Only months ago, Rhun had sacrificed the return of his own soul to save hers—and Bernard had cast such a gift to ruin and ash.
The cardinal stood, surrounded by Christian and the other three Sanguinists. Bernard had committed the greatest sin, and he would be punished, perhaps even with death.
Rhun felt no pity for him.
Elisabeta dropped her head against his chest, too weak even to lift it. She murmured to him, more breath than words. “I am weary, Rhun . . . weary unto death.”
He held her, matching her soft whisper. “You must feed. We will find someone who will give us blood to restore your strength.”
Sophia spoke behind him, looming over them. “That is impossible. She cannot be allowed to exist. She is a strigoi now and must be destroyed.”
Rhun looked to the others, finding no dissent. They intended to slaughter her like an animal. But he found succor from the most unlikely source.
Bernard spoke as if he still had a voice in such matters. “She must drink the wine, become one of us.
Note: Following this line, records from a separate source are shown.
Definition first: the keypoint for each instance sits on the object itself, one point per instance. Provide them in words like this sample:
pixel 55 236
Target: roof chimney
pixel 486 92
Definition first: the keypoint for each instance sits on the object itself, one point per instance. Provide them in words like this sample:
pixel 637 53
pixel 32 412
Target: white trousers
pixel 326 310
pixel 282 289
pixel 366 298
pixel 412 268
I took this sin of her creation upon myself . . . because the countess swore to face this challenge. To drink the holy wine and join our order.”
Or die in the effort.
Rhun looked down at Elisabeta in shock. She would never have agreed to such a thing. But Elisabeta lay in his arms with her eyes closed again, having faded away in her weakened state.
Sophia touched the silver cross that hung round her neck. “Even if she passes such a test, it will not ameliorate your sin, Cardinal.”
“I will accept my punishment,” he said. “But she must take the holy wine—and accept God’s judgment.”
Rhun protested. “This is not her sin.”
Christian crossed to join Sophia. “Rhun, I’m sorry. It doesn’t matter how she was changed, only that she’s now a strigoi. Such creatures cannot be allowed to live. They must either face this trial, drink the wine—or be killed.”